Hypotrachyna mcmulliniana

Scientific classification
- Kingdom: Fungi
- Division: Ascomycota
- Class: Lecanoromycetes
- Order: Lecanorales
- Family: Parmeliaceae
- Genus: Hypotrachyna
- Species: H. mcmulliniana
- Binomial name: Hypotrachyna mcmulliniana Lendemer & J.L.Allen (2020)

= Hypotrachyna mcmulliniana =

- Authority: Lendemer & J.L.Allen (2020)

Species of lichen-forming fungus

Hypotrachyna mcmulliniana is a species of foliose lichen in the family Parmeliaceae. It has a blue-grey thallus about 3–10 cm wide, with lobes 1.0–4.0 mm wide, and isidia without hairs.

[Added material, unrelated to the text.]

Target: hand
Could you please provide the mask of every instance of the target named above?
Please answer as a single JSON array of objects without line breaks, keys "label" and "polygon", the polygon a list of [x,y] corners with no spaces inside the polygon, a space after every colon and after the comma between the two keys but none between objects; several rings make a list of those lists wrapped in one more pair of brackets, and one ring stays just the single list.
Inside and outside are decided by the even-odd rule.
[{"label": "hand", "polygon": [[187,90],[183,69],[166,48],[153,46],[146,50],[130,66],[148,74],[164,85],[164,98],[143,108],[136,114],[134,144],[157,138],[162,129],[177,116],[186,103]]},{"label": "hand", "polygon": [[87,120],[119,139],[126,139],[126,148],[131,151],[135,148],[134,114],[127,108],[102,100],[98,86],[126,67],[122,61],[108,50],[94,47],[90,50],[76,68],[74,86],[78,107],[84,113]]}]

This species is most common in the southeast of North America but has been observed as far north as Connecticut. This lichen grows on conifers, hardwood trees and shrubs, and rocks. The conservation status of the lichen has not been ranked.

This species was described in 2020 by James Lendemer and Jessica Allen, and was named to honor R. Troy McMullin, a lichen researcher and educator at the Canadian Museum of Nature, in recognition of his work to describe and share lichen biodiversity in well-studied, often disturbed areas.